Former President Bill Clinton speaks to panelists on March 29 during the Kumpuris Distinguished Lecture "Investing in a Healthier Future," hosted by the Clinton School of Public Service.
Top scientists including Dr. Anthony Fauci recalled former President Bill Clinton’s support for the National Institutes of Health as a catalyst for a “golden age” of biomedical research in a virtual panel discussion hosted by the Clinton School of Public Service on Tuesday.
Clinton sent measures to Congress that nearly doubled NIH funding to more than $20 billion during his time in office, money that boosted HIV/AIDS research. That infusion of funds, Fauci said, helped scientists in 1995 develop a three-drug treatment combination for HIV that Fauci described as a milestone. The new therapy, he said, changed the outlook for patients facing a disease that was, at the time, the leading cause of death for Americans age 25 to 44.
“What happened then was something that I have to tell you without hyperbole — every time I reflect back on that, I still get little bits of goosebumps,” Fauci said. “Because I had been taking care of persons with HIV for those years, from 1981, right up until that time … when that combination proved to be completely transforming in turning around the lives of persons with HIV.”
While advances in HIV/AIDS treatment were developed, a vaccine that could prevent or contain the epidemic remained elusive, said virologist and immunologist Dr. Gary Nabel. The complexity of the virus had thwarted the “best and brightest” scientists around the world, he said, which led NIH leaders to approach Clinton about starting a dedicated center for vaccine research.
A few years after that meeting at the White House, the Dale & Betty Bumpers Vaccine Research Center at NIH opened in Bethesda, Maryland, and Nabel was recruited to be its first director. Nabel said Clinton was part of a group that “not only started the process but remained involved and nurtured its growth.”
“We came to work each day knowing that a day saved in bringing a vaccine to the world saves 6,000 lives,” Nabel said. “Those efforts extended not only to HIV, but also as we worked at the NIH, to other emerging health risks,” including the first SARS outbreak, avian flu and the mosquito-transmitted Zika virus.
More recently, the NIH Vaccine Center worked with Moderna to accelerate development of the company’s mRNA vaccine against COVID-19. Those kinds of public-private partnerships, Nabel said, have become an important model for biomedical collaboration.
Clinton said the billions in taxpayer money he directed to the NIH was “the best investment of my life.” Not only did it expand vaccine development, it funded the Human Genome Project.

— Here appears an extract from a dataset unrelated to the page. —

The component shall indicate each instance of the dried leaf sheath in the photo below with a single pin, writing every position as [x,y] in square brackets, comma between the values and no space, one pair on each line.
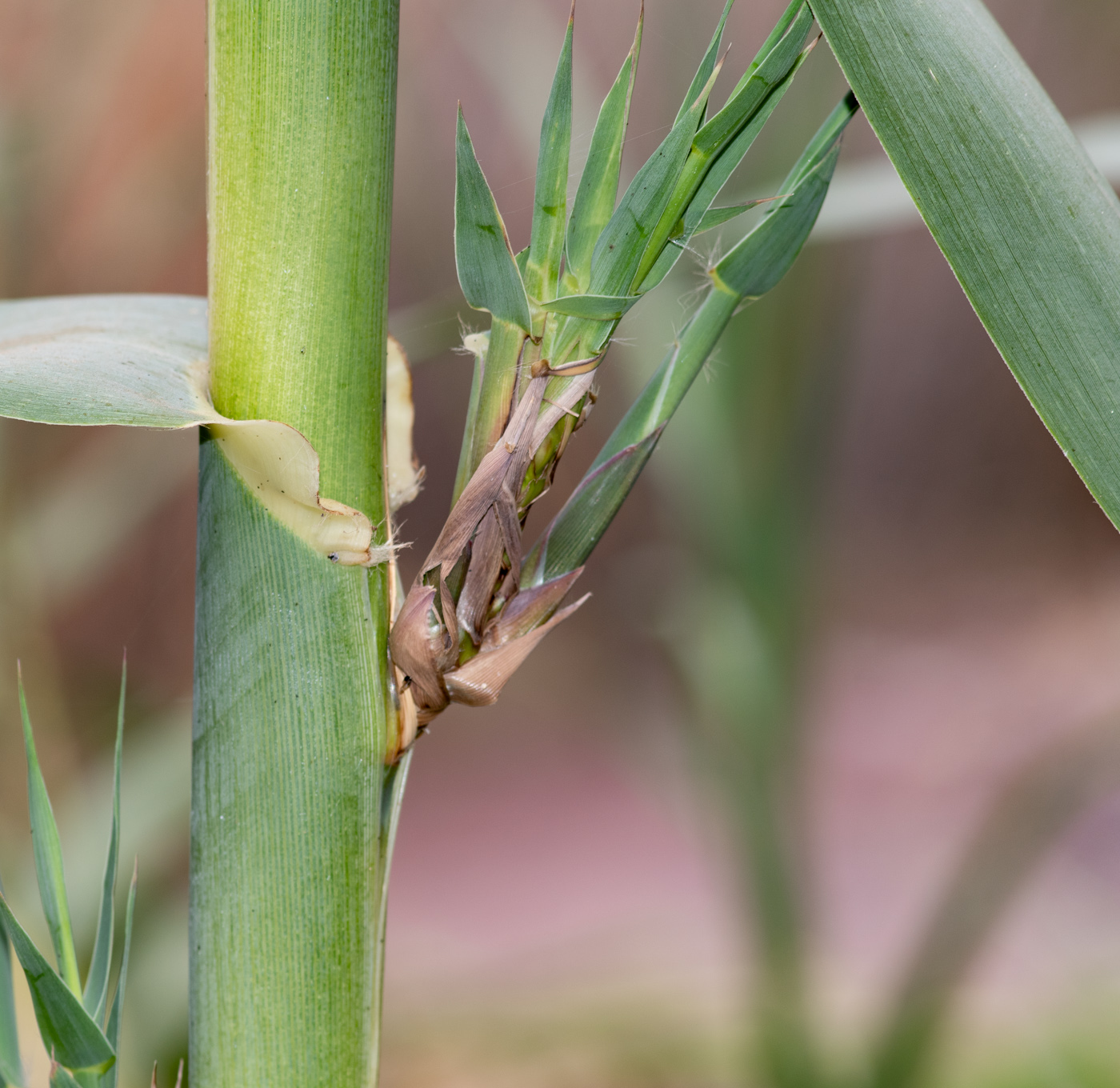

From that international consortium came advances in human biology and disease research, along with genetic work in other fields including agriculture.
Clinton said there was surprisingly broad bipartisan support for his funding measures, even if some Republicans took convincing. On one occasion, House Speaker and future impeachment adversary Newt Gingrich rounded up 100 freshmen congressmen who, Clinton recalled, thought of the government as an “amorphous, evil blob” that would “mess up a two-car parade.” The group was taken on a tour of the NIH, where a guide instructed them to lie in the beds and watch videos of all the life-saving initiatives the agency was pursuing.
Their sentiment soon changed.
“It was an elemental political observation, which was that everyone wants to go to heaven this morning, but nobody wants to die, and we all want to live as long as we can,” Clinton said. “And it was brilliant.
“All of the sudden, we had no problems getting the Republicans to vote for the NIH budget.”
Clinton described funding the NIH as “living in the present for the future.” He sees another example of tension between the present and the future in President Joe Biden’s budget, which calls for more pandemic preparedness but has been met with opposition by Republicans concerned about spending. Biden has proposed increasing the NIH budget by 10% to $62.5 billion.
During the panel discussion, Clinton thanked Fauci for his vaccine advocacy during the pandemic, saying the nation’s top infectious disease expert has been “trying to talk common sense in the middle of nonsense,” alluding to the deluge of conspiracy theories and misinformation he’s confronted.
“I’m amazed you’re still standing after all you’ve been through these past two years,” Clinton said.
A vaccine for HIV/AIDS still has not been developed, but thanks to an NIH collaboration, one could finally be in sight. The mRNA technology that NIH helped Moderna develop is now being used for a vaccine that prompts white blood cells to turn into antibodies that can neutralize HIV.
Moderna began human clinical trials in January.